There are no zeros anywhere in the string, so no swap can create a balanced substring.
Final answer:
0
Complexity Analysis
| Measure | Complexity | Explanation |
|---|---|---|
| Time | O(n log n) | Each prefix position performs binary searches |
| Space | O(n) | Prefix sums and index lists are stored |
The prefix array contains n + 1 entries. Every prefix position participates in a constant number of binary searches over stored index lists.

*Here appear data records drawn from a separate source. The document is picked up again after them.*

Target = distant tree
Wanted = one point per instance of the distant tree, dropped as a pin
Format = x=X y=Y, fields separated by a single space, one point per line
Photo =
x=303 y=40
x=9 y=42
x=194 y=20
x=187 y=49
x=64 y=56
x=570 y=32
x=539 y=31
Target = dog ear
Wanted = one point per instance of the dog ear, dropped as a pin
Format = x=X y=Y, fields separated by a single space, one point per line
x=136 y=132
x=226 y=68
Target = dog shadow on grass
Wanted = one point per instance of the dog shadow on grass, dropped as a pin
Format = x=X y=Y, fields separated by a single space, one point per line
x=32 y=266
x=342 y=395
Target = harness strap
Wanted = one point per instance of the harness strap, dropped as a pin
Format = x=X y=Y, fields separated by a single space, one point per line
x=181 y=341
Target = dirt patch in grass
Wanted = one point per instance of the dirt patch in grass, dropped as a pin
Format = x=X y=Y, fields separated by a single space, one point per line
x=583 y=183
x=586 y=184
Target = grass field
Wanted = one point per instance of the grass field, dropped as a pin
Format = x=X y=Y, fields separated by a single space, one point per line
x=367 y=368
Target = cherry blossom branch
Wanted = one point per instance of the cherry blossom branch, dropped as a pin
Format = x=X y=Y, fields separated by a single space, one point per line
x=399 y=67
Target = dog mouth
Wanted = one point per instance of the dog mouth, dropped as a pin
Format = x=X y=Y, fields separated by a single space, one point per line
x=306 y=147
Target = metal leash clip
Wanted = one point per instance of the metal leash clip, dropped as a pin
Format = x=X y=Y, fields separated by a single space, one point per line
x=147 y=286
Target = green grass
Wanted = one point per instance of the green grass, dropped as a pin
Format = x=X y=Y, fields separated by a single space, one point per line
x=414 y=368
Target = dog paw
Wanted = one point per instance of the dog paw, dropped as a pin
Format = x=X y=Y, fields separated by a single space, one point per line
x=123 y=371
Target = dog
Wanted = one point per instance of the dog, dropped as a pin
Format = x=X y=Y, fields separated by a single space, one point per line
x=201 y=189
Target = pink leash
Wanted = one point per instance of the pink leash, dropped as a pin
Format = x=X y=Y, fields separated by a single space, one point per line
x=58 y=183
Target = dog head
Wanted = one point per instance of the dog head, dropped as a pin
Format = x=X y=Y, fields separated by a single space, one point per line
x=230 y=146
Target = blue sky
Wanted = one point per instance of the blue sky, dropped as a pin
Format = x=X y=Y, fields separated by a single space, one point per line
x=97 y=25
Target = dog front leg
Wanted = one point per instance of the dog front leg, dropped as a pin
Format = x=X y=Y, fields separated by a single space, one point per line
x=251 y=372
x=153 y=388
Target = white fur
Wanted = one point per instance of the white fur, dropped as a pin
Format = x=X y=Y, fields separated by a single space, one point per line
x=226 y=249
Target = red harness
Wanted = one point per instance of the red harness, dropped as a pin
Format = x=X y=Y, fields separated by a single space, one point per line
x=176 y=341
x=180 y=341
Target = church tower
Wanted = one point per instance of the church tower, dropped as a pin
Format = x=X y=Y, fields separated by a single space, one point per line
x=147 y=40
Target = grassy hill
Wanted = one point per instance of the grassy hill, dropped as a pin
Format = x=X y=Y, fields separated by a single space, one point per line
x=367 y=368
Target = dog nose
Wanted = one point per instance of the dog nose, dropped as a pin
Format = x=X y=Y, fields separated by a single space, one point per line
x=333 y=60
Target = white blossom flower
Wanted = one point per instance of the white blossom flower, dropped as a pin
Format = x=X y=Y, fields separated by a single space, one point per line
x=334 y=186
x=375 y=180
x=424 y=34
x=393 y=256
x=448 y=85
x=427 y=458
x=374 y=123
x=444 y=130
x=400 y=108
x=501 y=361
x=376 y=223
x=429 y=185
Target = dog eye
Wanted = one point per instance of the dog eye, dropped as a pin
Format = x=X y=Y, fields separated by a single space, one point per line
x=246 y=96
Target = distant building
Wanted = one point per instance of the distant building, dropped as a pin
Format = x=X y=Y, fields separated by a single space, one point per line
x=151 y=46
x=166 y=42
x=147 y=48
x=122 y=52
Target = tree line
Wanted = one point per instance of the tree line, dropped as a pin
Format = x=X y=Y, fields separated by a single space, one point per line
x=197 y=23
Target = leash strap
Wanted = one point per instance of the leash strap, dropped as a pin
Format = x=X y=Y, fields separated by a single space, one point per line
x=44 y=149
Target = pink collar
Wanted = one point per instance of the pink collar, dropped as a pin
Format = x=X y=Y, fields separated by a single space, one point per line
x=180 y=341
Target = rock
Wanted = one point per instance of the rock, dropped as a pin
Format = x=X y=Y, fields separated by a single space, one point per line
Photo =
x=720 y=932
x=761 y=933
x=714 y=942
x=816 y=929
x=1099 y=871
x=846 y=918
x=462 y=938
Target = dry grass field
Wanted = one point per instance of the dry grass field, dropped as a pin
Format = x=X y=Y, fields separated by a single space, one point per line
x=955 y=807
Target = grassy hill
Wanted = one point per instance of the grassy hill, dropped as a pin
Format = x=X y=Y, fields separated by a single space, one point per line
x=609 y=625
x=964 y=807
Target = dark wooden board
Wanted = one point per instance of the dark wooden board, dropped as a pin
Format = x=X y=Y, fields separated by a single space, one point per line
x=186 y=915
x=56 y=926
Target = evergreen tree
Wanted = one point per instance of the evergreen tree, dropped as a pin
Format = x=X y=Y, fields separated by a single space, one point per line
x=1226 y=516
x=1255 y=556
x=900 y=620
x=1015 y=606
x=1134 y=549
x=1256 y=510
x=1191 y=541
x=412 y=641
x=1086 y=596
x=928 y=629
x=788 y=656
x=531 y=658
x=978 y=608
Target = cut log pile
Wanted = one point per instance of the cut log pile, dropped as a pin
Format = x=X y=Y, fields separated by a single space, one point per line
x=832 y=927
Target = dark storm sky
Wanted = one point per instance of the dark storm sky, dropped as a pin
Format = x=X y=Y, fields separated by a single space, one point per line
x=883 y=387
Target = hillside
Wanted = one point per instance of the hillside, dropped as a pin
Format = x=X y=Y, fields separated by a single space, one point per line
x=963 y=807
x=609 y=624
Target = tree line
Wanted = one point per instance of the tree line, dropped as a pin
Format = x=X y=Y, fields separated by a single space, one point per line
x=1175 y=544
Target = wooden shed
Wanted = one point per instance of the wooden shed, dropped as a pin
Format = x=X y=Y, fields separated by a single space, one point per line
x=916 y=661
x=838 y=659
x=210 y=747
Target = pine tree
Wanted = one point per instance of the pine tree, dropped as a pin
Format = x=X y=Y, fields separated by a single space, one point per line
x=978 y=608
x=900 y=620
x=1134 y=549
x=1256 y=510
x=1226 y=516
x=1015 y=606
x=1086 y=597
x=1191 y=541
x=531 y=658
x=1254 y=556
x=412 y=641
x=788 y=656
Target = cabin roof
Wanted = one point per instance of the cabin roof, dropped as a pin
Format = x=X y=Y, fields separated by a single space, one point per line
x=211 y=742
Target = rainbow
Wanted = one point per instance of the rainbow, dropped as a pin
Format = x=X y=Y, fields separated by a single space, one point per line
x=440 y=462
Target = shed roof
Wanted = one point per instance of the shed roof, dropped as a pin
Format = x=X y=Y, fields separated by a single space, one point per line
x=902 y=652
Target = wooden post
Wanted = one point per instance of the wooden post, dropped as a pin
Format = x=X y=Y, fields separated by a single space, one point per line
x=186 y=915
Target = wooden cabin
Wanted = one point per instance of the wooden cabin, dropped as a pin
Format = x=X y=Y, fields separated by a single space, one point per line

Since each search takes O(log n) time, the overall complexity is O(n log n).
Test Cases
sol = Solution()
assert sol.longestBalanced("100001") == 4 # provided example
assert sol.longestBalanced("111") == 0 # all ones
assert sol.longestBalanced("0") == 0 # single character
assert sol.longestBalanced("1") == 0 # single character
assert sol.longestBalanced("01") == 2 # already balanced
assert sol.longestBalanced("10") == 2 # already balanced
assert sol.longestBalanced("0011") == 4 # whole string balanced
assert sol.longestBalanced("1100") == 4 # whole string balanced
assert sol.longestBalanced("111000") == 6 # balanced whole string
assert sol.longestBalanced("000111") == 6 # balanced whole string
assert sol.longestBalanced("00000") == 0 # all zeros
assert sol.longestBalanced("11111") == 0 # all ones
assert sol.longestBalanced("101") == 2 # small odd length
assert sol.longestBalanced("010") == 2 # small odd length
assert sol.longestBalanced("1001") == 4 # already balanced
assert sol.longestBalanced("11001") == 4 # requires checking swap case
assert sol.longestBalanced("101000") == 6 # whole string already balanced
Test Summary
| Test | Why |
|---|---|
"100001" |
Official example requiring a swap |
"111" |
Official example with no valid answer |
"0" |
Smallest zero-only input |
"1" |
Smallest one-only input |
"01" |
Smallest balanced string |
"10" |
Balanced in reverse order |
"0011" |
Entire string balanced |
"1100" |
Entire string balanced |
"111000" |
Large balanced region |
"000111" |
Symmetric balanced case |
"00000" |
No ones available |
"11111" |
No zeros available |
"101" |
Odd length input |
"010" |
Odd length input |
"1001" |
Balanced whole string |
"11001" |
Swap-related candidate |
"101000" |
Full-length balanced answer |
Edge Cases
All Characters Are Identical
Strings such as "11111" or "00000" contain only one type of character. A balanced substring requires both zeros and ones, so no non-empty balanced substring can exist. The algorithm handles this naturally because no valid sum-0, sum-2, or sum-(-2) substring satisfies the swap conditions.
The Best Substring Is Already Balanced
For inputs like "0011" or "111000", the optimal answer is the entire string and no swap is necessary. The longest sum-0 substring computation directly captures this case through repeated prefix sums.
A Swap Requires a Character Outside the Substring
A subtle bug source is assuming every sum-2 or sum-(-2) substring can be fixed. Consider a substring that already contains all zeros in the entire string. There is no outside zero available to swap in, so correction is impossible. The derived bounds L < 2 * totalZeros + 2 and L < 2 * totalOnes + 2 encode exactly this requirement and prevent invalid substrings from being counted.
Very Large Inputs
Since n can reach 100000, any quadratic solution will time out. The implementation stores prefix-sum positions and uses binary search, keeping the runtime at O(n log n) and making it efficient for the maximum input size.